Many of these anti-kitten-burning declarations expressed this claim of exceptionalism by including a weird sort of apology. “I’m sorry, but I just don’t approve of this.” “I’m sorry, but I just think this is wrong!” I could never figure out who it was they were apologizing to.

I think this apology — which was really an apology for their refusal to apologize — was directed not so much at the people supposedly defending kitten-burning, but at the great mass of society that was failing to congratulate and reward them for their own bold stand against it. And I think that most of these proud denouncers of kitten-burning didn’t see any distinction between those two categories. For them, anyone who failed to praise and reward their bold denunciations was somehow siding against them, and therefore must be siding with the kitten-burners, and therefore must be as irredeemably evil as them. And they’re sorry, but, they just have to say that’s wrong.

The anti-kitten-burning coalition was correct about the evils of kitten-burning, just as Alex Jones and his caller were correct about the evils of pedophilia. Both of those things are bad, evil, deplorable. But recognizing that fact doesn’t make one exceptional. No one is entitled to brownie points for expressing their opposition to kitten-burning. Nor is anyone entitled to special commendation for expressing their moral opposition to pedophilia. Not even if they express that opposition in graphic detail involving the jabbing of daggers into someone’s eyes.

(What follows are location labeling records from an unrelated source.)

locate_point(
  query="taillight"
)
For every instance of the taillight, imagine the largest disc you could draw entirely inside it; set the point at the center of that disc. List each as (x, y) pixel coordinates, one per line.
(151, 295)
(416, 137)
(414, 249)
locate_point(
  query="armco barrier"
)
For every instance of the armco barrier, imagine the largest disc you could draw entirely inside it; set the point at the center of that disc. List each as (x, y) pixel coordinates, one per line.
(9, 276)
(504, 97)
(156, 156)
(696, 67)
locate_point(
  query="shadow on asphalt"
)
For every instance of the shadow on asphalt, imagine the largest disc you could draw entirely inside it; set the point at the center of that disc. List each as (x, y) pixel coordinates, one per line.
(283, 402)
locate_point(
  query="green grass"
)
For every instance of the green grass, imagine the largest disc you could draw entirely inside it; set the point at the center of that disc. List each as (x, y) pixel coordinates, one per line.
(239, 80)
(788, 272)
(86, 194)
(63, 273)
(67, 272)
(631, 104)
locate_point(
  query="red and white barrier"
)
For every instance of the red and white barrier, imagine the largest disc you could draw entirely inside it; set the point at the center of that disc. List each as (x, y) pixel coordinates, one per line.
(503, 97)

Opposing atrocious cruelty is what makes you humane and human, not super-human. It only means that one is capable of the barest-minimum of basic moral decency. Such elementary level decency doesn’t set one apart from the rest of humanity, or set one up to be rewarded and honored above them. It is simply common decency — so-called because it involves a moral sense that is widely held in common by very nearly everyone else.

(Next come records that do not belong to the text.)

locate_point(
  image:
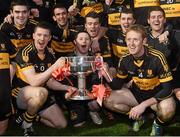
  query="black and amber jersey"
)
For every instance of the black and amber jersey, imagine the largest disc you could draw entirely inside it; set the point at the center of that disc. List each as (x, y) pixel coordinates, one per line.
(114, 11)
(169, 49)
(105, 50)
(20, 37)
(62, 41)
(141, 8)
(147, 72)
(91, 79)
(6, 53)
(28, 58)
(118, 44)
(89, 6)
(171, 7)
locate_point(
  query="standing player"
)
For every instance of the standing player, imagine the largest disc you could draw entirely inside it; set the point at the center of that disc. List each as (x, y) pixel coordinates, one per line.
(6, 52)
(151, 83)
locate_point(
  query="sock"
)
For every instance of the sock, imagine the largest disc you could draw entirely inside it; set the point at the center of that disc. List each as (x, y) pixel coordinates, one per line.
(37, 118)
(28, 118)
(159, 122)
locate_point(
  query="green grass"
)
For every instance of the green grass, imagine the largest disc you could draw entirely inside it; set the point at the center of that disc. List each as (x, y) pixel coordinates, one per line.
(120, 127)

This is terribly frustrating by those rushing to perform their disapproval in the hopes that doing so will set them apart from, and above, everyone else. It’s no good finding out you’re just as good as the rest of the community if you’re trying to fulfill your need to think of yourself as better than them.

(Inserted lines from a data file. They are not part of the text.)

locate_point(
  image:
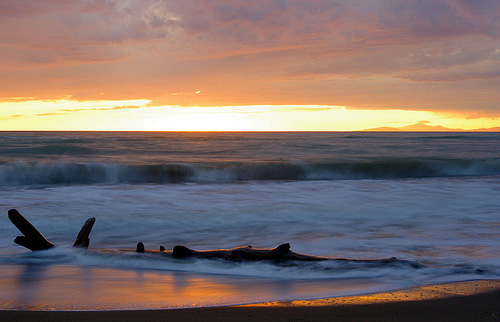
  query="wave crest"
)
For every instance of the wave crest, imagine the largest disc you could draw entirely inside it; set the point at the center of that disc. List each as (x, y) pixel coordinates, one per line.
(99, 173)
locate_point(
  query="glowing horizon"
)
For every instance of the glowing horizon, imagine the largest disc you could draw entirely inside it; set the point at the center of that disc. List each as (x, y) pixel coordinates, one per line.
(257, 66)
(139, 115)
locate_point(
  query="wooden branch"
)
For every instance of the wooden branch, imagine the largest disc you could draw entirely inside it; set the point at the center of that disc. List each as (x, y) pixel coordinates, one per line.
(83, 240)
(32, 238)
(280, 254)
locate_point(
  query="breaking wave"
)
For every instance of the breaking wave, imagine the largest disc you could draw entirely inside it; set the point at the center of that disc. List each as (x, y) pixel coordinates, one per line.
(16, 173)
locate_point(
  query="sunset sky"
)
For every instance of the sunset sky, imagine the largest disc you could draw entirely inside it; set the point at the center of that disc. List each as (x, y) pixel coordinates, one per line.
(248, 65)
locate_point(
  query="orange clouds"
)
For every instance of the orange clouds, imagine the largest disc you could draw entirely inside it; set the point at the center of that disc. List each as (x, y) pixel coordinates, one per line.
(429, 55)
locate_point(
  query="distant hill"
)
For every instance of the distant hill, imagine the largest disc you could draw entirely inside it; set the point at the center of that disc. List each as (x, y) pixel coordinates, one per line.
(423, 127)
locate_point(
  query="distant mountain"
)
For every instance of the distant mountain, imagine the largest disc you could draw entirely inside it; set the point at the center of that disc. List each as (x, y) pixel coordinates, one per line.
(423, 127)
(491, 129)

So what you need, at that point, is something new — something you can condemn without everyone else ruining your moral exceptionalism by condemning it too. And thus you need to find something secret — some occult insight into the behind-the-scenes larger reality of what’s really going on. This makes conspiracy theories attractive. Embracing them will allow you to feel both morally and intellectually superior to others.

In order to set you apart as morally superior, the new horror involved in this conspiracy theory needs to be even worse than the real-world kitten-burning or pedophilia that all the commoners with their common decency are already condemning. And so you’ll need to posit a conspiracy involving some superlative evil — superlatively evil in both intent and consequence.

Thus, with an inevitability and predictability that is almost boring to behold, you will arrive at some variation of Satanic baby-killers. And thus you will wind up demonstrating your exceptional morality by striking a blow against these imagined Satanic baby-killers — by expelling the Jews from England, or trying women as witches, or defunding Planned Parenthood.

A child slave colony on Mars? Do people really believe that nonsense?

Yes they do. Because they need to feel better-than more than they want to be simply good. And that is “a process which, if followed to the end, will make us into devils” — into people capable of great foolishness and of great harm.